1. Southerners, when not merely eccentric, are outright freakish. (However, unlike Boo Radley or Karl Childers from "Sling Blade," the guy who commits the murder can at least keep up a veneer of non-freakdom.)

2. Fat black women, when not feeding hordes of white people, are practicing voodoo.

3. All trans gendered women are entertainers, and have potty mouths. (Sorry, Chablis. This one is at least in part your fault.)

4. Anybody from north of the Mason-Dixon Line is going to be completely stunned to discover that Southerners can be eccentric and freakish; apparently they've never had to sit through any movies like this one.

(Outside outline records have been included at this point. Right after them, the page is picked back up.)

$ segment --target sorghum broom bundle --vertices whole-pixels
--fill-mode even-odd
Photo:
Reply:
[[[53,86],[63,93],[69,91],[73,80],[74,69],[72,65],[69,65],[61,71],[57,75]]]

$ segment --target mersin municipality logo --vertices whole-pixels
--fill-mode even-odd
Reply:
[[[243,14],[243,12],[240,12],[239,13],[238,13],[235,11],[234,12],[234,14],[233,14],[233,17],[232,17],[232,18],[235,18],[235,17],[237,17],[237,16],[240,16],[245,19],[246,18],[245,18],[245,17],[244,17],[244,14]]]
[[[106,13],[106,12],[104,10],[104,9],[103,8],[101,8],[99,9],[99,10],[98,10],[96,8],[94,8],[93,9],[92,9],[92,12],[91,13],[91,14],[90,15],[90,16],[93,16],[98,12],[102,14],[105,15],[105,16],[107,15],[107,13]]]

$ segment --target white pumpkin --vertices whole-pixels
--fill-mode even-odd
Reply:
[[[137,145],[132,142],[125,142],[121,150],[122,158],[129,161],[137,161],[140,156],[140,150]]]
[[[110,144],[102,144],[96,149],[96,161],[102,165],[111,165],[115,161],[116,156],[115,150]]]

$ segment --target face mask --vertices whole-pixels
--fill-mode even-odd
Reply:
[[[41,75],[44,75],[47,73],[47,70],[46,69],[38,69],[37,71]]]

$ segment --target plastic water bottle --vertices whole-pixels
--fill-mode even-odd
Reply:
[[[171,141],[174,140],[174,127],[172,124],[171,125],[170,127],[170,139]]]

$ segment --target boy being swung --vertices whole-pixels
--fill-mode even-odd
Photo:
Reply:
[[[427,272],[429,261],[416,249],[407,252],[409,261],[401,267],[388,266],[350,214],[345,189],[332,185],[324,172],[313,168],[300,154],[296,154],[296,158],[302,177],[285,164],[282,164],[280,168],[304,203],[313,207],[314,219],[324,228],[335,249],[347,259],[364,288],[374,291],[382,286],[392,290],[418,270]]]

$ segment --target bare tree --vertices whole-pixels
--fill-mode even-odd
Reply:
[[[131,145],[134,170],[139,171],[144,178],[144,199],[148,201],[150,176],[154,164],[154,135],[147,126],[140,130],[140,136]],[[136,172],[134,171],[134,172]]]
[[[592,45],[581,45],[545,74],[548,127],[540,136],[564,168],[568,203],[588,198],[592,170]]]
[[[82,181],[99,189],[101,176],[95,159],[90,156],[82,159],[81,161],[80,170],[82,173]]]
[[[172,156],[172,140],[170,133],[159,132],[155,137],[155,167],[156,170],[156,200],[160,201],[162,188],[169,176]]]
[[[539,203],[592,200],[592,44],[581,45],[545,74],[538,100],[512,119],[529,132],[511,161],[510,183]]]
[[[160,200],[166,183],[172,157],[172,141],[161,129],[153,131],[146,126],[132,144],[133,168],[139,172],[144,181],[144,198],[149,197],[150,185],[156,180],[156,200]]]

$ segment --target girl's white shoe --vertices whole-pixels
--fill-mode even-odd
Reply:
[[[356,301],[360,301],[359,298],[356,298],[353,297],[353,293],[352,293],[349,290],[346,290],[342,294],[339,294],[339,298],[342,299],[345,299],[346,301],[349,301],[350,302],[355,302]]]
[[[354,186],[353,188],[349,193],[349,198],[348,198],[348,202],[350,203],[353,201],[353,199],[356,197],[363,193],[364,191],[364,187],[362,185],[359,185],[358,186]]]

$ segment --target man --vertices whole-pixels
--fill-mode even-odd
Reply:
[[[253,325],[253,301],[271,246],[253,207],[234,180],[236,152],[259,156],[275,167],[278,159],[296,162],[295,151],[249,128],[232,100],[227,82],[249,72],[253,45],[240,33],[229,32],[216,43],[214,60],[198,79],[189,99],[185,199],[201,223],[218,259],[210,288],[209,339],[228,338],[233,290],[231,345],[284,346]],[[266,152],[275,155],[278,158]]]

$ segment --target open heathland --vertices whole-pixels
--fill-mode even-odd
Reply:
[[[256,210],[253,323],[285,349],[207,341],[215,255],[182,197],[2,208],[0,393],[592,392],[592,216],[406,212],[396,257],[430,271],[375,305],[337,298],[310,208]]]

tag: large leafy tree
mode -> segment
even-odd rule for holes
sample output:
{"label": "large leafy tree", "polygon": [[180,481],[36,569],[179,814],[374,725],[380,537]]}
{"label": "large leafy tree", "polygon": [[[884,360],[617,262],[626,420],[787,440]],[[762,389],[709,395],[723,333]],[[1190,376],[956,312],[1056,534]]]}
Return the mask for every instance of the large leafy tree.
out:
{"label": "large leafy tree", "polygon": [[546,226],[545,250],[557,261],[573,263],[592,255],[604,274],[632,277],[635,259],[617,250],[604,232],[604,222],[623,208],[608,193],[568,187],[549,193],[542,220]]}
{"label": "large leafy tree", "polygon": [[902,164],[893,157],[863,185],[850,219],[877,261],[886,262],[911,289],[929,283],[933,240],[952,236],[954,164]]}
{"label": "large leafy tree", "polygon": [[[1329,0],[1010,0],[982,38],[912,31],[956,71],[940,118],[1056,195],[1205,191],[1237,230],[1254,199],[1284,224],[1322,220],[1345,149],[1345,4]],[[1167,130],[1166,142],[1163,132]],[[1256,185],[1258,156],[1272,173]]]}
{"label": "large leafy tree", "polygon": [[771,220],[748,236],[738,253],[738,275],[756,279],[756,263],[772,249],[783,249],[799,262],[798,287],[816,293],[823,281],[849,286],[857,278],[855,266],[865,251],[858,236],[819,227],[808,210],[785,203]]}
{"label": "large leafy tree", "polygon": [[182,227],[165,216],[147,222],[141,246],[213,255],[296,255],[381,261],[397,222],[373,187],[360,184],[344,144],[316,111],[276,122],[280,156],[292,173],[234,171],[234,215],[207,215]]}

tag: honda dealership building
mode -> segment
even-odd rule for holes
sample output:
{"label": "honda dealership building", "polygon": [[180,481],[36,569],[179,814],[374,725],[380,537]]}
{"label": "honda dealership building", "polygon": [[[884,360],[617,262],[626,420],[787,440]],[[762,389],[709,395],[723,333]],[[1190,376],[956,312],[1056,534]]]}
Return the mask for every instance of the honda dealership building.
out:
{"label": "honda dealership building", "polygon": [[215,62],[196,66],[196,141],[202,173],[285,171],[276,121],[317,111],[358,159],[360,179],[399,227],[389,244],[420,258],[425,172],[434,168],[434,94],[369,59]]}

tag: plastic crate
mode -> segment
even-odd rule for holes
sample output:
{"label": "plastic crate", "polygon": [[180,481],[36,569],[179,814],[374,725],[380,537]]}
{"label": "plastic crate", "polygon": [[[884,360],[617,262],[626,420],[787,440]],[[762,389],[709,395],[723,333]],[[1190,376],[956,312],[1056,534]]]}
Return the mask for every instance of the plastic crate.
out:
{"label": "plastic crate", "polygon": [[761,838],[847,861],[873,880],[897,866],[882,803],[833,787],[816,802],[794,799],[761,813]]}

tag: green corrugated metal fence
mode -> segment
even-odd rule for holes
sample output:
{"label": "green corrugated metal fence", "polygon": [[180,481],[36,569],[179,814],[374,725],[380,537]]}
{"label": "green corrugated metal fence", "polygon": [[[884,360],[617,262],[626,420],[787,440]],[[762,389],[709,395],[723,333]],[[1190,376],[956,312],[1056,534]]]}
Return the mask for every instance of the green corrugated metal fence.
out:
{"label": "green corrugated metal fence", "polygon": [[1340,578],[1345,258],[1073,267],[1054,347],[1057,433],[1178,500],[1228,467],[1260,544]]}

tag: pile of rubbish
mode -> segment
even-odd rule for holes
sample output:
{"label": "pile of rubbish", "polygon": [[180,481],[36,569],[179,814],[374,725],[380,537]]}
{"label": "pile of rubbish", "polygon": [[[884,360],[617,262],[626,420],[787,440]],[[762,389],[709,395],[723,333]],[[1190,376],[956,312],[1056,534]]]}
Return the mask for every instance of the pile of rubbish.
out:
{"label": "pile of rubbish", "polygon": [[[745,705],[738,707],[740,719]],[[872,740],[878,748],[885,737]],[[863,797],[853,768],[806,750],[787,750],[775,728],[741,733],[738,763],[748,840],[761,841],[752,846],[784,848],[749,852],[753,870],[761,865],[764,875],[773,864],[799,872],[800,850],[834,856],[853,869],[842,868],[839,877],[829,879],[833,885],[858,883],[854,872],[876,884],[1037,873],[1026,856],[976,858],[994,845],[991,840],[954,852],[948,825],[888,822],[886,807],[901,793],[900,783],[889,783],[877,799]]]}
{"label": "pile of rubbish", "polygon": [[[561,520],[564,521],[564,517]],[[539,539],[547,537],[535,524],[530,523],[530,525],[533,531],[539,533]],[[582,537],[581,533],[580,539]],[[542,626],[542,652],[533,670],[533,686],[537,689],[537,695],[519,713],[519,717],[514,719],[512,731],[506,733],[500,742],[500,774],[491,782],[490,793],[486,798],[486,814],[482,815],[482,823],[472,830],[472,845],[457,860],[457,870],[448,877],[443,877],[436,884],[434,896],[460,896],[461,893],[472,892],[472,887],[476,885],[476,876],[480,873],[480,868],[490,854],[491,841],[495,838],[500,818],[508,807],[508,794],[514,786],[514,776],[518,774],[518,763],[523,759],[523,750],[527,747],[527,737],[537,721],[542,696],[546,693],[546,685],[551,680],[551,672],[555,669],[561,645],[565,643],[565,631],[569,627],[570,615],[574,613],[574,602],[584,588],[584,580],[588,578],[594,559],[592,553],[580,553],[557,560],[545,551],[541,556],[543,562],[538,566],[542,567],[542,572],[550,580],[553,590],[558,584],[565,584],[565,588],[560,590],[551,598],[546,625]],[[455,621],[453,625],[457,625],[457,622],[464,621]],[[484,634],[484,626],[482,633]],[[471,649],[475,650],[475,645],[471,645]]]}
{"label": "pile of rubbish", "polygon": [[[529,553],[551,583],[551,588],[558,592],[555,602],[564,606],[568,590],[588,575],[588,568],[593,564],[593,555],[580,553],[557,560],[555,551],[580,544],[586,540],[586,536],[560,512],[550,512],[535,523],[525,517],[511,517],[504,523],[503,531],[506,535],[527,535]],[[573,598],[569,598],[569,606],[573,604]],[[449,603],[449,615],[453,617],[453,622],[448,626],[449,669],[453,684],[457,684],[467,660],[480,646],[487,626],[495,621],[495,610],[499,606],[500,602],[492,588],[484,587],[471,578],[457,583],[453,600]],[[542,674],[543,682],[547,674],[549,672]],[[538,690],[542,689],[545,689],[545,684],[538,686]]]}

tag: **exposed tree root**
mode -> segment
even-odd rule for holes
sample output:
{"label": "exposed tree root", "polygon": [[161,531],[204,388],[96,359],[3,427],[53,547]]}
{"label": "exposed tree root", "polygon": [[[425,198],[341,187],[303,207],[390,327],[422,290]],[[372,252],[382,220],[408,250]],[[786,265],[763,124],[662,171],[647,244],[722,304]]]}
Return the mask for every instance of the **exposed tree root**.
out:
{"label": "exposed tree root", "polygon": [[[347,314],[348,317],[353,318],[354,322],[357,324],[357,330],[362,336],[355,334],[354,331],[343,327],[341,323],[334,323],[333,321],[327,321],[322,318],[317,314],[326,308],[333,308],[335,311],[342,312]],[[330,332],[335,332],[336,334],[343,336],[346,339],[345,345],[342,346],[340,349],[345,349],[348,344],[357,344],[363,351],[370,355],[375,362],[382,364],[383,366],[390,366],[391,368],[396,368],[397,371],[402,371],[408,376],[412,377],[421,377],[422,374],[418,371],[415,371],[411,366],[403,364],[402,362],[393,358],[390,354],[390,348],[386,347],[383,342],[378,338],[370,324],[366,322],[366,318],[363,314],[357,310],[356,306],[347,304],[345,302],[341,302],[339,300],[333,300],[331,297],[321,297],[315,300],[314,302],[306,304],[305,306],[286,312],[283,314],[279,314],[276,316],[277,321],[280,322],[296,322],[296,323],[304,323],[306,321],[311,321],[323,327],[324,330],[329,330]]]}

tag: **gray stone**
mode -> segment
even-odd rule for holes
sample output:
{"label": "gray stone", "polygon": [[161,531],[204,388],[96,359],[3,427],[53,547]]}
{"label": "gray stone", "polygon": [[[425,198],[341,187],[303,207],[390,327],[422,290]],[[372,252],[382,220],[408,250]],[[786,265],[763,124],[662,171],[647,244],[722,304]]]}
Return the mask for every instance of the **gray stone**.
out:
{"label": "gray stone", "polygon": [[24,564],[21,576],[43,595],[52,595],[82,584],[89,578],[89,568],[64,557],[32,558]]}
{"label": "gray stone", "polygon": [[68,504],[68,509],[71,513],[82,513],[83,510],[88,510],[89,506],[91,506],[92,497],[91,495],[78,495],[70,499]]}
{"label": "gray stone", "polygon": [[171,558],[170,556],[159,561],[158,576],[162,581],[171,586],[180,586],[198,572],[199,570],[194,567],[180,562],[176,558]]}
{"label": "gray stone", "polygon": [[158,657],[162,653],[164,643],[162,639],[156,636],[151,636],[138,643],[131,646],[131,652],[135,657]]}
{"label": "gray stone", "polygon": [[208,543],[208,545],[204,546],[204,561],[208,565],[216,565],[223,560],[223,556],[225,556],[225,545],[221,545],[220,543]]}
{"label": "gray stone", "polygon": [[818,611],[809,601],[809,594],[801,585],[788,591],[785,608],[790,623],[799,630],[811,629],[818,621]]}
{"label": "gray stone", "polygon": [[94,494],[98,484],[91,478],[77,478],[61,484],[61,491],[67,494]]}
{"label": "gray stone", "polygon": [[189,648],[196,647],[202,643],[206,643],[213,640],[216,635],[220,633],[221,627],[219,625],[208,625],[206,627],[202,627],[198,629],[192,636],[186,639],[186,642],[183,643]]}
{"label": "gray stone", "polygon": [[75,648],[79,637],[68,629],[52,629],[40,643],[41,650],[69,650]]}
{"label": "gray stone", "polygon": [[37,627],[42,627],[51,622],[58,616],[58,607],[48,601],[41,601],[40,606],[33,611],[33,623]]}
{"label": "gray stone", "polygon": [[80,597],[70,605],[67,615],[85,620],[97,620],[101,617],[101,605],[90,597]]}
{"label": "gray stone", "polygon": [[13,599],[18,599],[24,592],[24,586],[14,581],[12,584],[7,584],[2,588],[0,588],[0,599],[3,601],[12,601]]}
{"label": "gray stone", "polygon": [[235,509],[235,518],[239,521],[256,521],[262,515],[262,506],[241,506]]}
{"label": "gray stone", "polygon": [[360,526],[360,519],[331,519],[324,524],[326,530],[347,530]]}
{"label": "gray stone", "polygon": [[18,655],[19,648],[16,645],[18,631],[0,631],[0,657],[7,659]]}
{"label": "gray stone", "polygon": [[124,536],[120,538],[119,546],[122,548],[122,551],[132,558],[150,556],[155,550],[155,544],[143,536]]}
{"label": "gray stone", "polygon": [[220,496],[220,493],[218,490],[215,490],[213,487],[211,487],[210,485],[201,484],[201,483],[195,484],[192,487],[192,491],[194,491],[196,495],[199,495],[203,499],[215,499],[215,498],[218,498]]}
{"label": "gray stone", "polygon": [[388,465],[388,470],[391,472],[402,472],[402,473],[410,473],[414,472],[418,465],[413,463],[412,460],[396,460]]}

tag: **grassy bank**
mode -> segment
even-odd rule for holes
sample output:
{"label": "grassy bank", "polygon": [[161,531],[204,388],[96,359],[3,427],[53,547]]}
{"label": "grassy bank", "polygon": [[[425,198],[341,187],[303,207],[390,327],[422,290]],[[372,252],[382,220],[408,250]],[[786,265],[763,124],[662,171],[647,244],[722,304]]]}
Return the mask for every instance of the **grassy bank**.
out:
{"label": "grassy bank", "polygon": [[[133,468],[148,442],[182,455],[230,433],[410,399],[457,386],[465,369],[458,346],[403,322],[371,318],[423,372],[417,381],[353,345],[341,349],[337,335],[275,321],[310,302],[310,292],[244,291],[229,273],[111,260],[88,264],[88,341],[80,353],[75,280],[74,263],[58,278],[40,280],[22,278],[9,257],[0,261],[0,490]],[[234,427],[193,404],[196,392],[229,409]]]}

I can't go on. You shouldn't, either. You should read the book, which actually treats all of its characters as fully human, and doesn't labor under the necessity of casting the director's daughter. I will admit, however, that had I not done so, I wouldn't have come on here and read the unintentionally hilarious review by the gentleman who complains that the cast and crew are full of liberals (in a Hollywood movie? Shocking!) who seek to "normalize" homosexuality (call me crazy, but I don't think Spacey's character is ever intended to be seen as the most normal guy on the planet), and then rants on in the next paragraph about how the movie lacks "climax," and therefore he's "frustrated" and "unfulfilled." Any Freudian implications in this are left as an exercise for the reader.